Fall’s changes anticipate bleak and beautiful winter, when daylight lessens and hope learns to thrive in darkness. I breathe the air of loveliness, loss, and longing.

In New York City and Washington, D.C., shifting power-plates grind against each other. The culture quakes. Chasms open. Some certainties topple. The terrain of expectation rises and falls. I’m unsteady on my feet, while others stride triumphantly. Depending on who you are, it’s morning or mourning in America.

In our political upheaval, I hear a call to the local and to the daily. What can I do here and now, among the people I know or could know or could know better?

We have responsibilities beyond the local, of course, but most of our actual opportunities are where we live and work, among the people who drive the same roads we drive, shop in the same stores, and have the same doctors. We have a chance to make a difference with people whose partners are our acquaintances, whose children we know, and whose mother taught us when we were kids.

With friends who are working for causes that matter to them and to me, what kind of encouragement can I offer?

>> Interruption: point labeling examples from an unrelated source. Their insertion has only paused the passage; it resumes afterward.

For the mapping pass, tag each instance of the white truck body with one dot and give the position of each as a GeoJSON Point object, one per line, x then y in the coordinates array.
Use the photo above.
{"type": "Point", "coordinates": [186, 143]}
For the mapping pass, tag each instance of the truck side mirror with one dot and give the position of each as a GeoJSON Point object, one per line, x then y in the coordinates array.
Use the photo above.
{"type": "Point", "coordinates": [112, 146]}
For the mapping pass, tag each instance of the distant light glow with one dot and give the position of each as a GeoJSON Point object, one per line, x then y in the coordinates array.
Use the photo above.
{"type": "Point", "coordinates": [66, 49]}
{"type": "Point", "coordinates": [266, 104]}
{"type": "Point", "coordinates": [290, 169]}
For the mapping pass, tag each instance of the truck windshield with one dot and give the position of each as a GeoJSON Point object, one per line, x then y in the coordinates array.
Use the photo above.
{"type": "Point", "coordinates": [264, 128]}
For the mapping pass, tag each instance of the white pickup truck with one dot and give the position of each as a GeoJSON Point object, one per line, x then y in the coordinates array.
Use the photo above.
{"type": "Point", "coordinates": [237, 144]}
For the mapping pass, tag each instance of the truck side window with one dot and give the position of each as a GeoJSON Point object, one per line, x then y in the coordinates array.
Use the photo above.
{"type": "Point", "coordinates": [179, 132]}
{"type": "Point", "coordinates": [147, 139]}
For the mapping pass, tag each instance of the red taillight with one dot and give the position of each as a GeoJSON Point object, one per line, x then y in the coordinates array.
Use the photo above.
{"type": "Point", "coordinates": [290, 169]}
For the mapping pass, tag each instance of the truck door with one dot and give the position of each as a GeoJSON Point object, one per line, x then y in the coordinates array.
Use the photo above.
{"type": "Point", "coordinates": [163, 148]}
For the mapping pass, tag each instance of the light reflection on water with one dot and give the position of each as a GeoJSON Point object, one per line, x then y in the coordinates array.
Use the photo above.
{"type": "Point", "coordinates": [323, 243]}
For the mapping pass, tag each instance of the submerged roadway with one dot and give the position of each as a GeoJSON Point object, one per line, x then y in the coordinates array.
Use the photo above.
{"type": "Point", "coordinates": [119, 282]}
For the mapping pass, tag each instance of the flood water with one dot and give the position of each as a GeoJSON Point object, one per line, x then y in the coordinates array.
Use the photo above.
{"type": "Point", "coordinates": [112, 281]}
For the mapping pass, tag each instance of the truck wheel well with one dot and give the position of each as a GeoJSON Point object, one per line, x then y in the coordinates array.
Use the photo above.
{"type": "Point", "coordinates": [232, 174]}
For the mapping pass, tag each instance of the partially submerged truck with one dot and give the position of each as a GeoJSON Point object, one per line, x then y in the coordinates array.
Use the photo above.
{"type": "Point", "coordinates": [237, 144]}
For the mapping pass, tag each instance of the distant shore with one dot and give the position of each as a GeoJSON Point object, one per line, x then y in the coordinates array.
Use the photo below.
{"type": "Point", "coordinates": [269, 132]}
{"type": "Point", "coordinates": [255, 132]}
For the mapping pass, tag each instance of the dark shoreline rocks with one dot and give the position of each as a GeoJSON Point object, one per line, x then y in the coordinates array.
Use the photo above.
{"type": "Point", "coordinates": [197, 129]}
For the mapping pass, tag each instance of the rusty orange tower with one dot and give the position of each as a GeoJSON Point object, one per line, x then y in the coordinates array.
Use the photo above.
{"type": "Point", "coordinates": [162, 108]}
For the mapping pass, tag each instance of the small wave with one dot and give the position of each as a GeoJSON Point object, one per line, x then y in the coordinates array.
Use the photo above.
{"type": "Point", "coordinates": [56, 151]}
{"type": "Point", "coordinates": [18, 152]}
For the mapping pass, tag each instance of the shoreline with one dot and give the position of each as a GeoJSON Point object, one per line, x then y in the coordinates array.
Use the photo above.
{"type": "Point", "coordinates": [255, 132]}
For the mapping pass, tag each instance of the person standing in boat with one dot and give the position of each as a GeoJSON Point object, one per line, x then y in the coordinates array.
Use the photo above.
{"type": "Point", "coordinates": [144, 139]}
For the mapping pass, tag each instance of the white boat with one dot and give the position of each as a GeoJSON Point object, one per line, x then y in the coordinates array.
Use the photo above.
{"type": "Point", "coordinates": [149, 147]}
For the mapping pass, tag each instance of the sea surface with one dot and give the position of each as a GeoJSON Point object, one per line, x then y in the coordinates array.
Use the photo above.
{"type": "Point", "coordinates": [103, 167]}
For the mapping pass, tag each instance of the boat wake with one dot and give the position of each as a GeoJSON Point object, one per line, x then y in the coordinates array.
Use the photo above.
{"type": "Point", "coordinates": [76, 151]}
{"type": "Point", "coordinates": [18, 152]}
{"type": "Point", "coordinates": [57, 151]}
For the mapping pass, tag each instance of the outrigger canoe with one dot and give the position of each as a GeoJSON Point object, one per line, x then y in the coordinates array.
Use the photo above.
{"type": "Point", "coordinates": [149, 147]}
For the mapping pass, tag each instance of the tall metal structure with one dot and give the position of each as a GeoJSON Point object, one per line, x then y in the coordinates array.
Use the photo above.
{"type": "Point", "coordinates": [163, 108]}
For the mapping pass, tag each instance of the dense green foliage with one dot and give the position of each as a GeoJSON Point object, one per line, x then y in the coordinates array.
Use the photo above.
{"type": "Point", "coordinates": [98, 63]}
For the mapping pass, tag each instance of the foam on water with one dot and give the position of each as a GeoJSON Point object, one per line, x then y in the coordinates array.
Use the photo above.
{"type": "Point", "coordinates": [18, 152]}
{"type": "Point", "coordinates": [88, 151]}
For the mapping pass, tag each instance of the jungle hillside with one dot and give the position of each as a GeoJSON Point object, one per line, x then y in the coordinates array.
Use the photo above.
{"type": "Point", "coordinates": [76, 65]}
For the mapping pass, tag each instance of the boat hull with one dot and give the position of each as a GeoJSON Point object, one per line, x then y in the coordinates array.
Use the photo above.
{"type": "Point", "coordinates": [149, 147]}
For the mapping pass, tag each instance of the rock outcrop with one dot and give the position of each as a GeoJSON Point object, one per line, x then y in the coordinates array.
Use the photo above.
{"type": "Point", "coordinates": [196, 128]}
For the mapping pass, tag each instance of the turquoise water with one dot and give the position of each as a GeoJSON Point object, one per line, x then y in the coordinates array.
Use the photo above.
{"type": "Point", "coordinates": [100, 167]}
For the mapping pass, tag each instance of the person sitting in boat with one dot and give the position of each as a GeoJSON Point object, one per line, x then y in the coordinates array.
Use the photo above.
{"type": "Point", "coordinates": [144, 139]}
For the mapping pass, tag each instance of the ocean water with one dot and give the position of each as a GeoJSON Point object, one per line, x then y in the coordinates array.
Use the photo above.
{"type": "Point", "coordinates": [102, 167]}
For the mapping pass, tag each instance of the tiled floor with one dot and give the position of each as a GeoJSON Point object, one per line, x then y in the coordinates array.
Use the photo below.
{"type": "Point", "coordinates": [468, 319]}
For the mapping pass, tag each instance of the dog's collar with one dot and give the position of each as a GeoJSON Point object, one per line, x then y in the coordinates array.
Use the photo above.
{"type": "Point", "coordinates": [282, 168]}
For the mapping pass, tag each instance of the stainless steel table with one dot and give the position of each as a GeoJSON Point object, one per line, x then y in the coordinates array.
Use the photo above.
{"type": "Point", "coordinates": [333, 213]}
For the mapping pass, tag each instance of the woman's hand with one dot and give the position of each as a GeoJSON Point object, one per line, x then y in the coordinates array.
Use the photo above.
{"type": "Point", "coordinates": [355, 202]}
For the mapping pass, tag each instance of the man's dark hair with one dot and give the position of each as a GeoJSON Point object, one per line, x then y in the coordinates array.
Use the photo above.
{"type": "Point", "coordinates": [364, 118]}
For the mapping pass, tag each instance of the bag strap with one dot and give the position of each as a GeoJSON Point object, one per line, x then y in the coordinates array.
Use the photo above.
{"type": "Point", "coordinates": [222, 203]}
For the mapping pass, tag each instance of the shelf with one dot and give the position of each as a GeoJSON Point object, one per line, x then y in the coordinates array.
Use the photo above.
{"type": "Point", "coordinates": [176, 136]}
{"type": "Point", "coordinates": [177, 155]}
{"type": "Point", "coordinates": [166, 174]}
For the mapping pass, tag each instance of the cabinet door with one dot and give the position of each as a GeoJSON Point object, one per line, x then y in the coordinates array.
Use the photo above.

With friends who see the world differently than I do, and with people who aren’t yet friends and whose experience of life isn’t much like mine, how can I listen and speak in ways that open the possibility for mutual suspicion to become mutual understanding?

How can I provide support for groups and agencies who help us to serve people on the margins and the underside?

How can I—white, straight, middle-class, and well-connected—use my voice to speak for those who justifiably worry that speaking will expose them as targets for those who would harm them?

How can I not let the trivial things crowd out the truly important ones? And how can I do that today?

These questions are personal, not just political. The smoky horizon of these fall days resembles the view from my soul. My bones burn. The tender-fierce Spirit wants to stir up some dervish-like dancing amid the decaying and dying.

In The Roadless Yak, environmentalist Rick Bass said: “When I am alone in the woods, and the struggle seems insignificant or futile, or when I am in a public meeting and am being kicked all over the place, I tell myself that little things matter — and I believe that they do.” 

They do. Little, local, and daily things are the near edge of our calling.